# Oil fuel - ss niagara ussco



## kiwijohn (Jan 31, 2017)

My grandfather John Dunlop superintended the building of the Niagara (13,414 tons) at John Brown's Clydebank yards. The Niagara was the first British merchant ship with a Board of Trade Certificate for oil fuel and my grandfather was the first of the USSCo engineers with experience in it. The Niagara left Glasgow on her maiden voyage on March 13,1913.
When she left Glasgow eight of the ten boilers were coal fired and the other two were fitted for for burning oil fuel.. They used coal until they reached Honolulu and then used the two oil fitted boilers till they reached Vancouver where they converted all boilers to oil fuel. The Niagara had 72 engineers, firemen, greasers and trimmers when she reached Vancouver and when she left Vancouver she had a total of 27. This proved a turning point in the profitability of the company and the Makura, Maunganui and the Tahiti were converted soon after.


----------



## YM-Mundrabilla (Mar 29, 2008)

kiwijohn said:


> My grandfather John Dunlop superintended the building of the Niagara (13,414 tons) at John Brown's Clydebank yards.
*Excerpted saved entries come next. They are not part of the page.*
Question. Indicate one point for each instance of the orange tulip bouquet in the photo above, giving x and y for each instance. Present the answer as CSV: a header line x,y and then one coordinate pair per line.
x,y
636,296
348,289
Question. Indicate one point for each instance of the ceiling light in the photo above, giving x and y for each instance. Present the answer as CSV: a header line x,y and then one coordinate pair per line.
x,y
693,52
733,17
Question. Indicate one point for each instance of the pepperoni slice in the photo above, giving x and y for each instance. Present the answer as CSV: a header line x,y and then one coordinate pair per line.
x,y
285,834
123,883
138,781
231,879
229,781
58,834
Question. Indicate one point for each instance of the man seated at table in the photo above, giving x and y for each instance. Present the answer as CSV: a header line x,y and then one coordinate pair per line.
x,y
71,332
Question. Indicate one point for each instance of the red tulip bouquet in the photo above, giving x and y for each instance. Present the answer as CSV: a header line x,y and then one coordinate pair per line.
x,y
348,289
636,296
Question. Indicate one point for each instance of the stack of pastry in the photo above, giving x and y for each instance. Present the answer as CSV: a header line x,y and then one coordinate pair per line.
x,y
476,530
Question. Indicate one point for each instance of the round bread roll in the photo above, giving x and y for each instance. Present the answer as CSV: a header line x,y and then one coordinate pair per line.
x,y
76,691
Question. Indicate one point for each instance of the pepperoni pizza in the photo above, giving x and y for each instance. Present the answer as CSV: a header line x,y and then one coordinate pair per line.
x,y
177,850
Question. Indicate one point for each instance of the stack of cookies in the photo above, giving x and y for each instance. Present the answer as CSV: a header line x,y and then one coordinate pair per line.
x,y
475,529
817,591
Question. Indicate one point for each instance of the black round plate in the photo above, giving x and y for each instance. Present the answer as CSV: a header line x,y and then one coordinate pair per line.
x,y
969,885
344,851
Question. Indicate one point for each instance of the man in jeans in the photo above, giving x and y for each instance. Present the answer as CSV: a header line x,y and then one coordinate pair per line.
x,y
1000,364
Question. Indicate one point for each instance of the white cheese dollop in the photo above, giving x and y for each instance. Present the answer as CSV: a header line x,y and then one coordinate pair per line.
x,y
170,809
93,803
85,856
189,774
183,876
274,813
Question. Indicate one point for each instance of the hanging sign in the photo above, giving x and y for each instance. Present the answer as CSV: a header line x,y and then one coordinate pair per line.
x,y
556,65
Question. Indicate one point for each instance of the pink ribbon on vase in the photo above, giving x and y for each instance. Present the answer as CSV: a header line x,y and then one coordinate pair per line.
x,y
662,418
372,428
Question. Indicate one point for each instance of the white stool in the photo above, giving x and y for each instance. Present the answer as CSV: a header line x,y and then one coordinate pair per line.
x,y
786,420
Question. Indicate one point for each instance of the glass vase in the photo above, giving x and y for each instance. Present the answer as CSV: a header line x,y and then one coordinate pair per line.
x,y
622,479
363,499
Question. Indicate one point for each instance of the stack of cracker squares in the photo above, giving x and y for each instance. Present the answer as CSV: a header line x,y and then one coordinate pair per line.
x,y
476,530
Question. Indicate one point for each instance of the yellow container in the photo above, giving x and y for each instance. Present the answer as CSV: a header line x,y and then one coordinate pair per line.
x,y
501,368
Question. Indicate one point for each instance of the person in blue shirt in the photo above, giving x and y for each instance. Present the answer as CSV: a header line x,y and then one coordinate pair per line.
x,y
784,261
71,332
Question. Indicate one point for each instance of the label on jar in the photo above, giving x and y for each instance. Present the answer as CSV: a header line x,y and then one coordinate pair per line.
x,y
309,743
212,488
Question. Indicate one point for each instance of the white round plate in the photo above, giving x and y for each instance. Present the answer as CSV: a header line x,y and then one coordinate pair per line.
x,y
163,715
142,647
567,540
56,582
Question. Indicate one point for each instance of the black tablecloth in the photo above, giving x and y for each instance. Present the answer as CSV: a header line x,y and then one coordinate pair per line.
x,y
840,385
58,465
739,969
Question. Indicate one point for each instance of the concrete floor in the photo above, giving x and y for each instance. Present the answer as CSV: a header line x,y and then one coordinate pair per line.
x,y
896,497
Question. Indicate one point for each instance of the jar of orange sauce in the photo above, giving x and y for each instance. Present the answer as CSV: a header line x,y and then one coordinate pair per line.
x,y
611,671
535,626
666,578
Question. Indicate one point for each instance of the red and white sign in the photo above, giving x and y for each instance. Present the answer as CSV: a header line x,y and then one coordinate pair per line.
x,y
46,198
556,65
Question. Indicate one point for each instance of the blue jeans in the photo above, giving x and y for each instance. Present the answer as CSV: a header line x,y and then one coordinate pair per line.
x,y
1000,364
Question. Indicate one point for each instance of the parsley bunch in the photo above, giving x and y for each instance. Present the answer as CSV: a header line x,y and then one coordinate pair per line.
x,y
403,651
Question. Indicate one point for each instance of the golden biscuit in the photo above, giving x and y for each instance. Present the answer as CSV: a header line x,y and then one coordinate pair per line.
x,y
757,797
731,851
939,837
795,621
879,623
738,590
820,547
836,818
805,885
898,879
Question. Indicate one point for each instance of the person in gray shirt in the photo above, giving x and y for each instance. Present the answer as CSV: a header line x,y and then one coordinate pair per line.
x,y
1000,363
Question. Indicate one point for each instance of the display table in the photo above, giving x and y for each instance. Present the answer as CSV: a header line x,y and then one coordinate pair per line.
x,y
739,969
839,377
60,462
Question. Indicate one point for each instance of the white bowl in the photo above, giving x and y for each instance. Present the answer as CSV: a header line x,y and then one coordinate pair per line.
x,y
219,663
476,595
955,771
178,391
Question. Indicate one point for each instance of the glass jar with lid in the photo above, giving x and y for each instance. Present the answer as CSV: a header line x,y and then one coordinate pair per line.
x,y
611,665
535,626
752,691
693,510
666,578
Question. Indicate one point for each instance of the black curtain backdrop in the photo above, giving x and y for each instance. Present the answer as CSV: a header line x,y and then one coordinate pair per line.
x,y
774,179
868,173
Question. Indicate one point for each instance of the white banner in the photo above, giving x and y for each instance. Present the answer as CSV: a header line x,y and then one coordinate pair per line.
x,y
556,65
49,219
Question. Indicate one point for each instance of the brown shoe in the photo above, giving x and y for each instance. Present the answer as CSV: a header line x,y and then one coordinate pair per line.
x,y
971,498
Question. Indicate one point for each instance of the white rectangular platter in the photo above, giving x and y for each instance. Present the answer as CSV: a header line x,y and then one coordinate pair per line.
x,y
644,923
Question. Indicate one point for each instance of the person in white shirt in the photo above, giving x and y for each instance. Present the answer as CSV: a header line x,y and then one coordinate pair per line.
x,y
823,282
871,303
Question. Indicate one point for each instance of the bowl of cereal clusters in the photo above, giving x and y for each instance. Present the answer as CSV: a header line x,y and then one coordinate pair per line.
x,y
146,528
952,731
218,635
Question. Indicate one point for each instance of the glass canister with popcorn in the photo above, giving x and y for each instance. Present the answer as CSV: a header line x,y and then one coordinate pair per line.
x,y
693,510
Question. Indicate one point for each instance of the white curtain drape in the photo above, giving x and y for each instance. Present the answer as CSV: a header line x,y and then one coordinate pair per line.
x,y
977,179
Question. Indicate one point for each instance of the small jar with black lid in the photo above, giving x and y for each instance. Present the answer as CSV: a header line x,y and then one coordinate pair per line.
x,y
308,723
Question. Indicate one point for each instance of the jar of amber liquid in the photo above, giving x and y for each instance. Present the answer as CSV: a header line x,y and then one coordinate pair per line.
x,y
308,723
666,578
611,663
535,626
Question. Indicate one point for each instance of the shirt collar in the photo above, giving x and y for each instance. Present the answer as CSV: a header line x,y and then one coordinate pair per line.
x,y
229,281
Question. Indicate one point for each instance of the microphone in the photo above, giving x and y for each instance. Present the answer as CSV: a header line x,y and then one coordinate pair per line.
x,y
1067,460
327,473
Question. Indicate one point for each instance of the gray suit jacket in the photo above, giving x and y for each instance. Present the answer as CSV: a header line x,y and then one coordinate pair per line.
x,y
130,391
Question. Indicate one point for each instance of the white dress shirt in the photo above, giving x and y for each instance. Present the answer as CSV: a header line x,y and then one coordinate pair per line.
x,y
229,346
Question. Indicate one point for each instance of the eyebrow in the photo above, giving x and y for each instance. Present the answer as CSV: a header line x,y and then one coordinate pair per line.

The Niagara was the first British merchant ship with a Board of Trade Certificate for oil fuel and my grandfather was the first of the USSCo engineers with experience in it. The Niagara left Glasgow on her maiden voyage on March 13,1913.
> When she left Glasgow eight of the ten boilers were coal fired and the other two were fitted for for burning oil fuel.. They used coal until they reached Honolulu and then used the two oil fitted boilers till they reached Vancouver where they converted all boilers to oil fuel. The Niagara had 72 engineers, firemen, greasers and trimmers when she reached Vancouver and when she left Vancouver she had a total of 27. This proved a turning point in the profitability of the company and the Makura, Maunganui and the Tahiti were converted soon after.


Interesting about the reduction in Engine/Boiler Room personnel with the conversion to oil firing.

I have just read the book _'Down Amongst the Black Gang - the world and workplace of RMS Titanic Stokers'_ which was mentioned somewhere here on SN not so long ago.

Amongst many other things there is reference to the reduction in the 'Black Gang' with conversion to oil firing:

Aquitania from 350 to 50 
Mauretania from 446 to 175 
Olympic from 280 to 54 

I can recommend the book to anyone interested in the era of coal fired steamships early last century. I got mine from Book Depository (UK) delivered to Oz post free for around $A 21.00.

Geoff (YM)


----------



## spongebob (Dec 11, 2007)

This must be the Niagara lying on the sea floor of NZ's Whangarei heads after being sunk by a German mine. Post WW2 , gold bullion was recovered by notable diver Johnstone.

Bob


----------



## kiwijohn (Jan 31, 2017)

Yes Bob that's the one. As you mentioned she was carrying GBP2,500,000 worth of gold owned by the Bank of England. They recovered gold worth GBP2,360,000 a remarkable achievement in those days


----------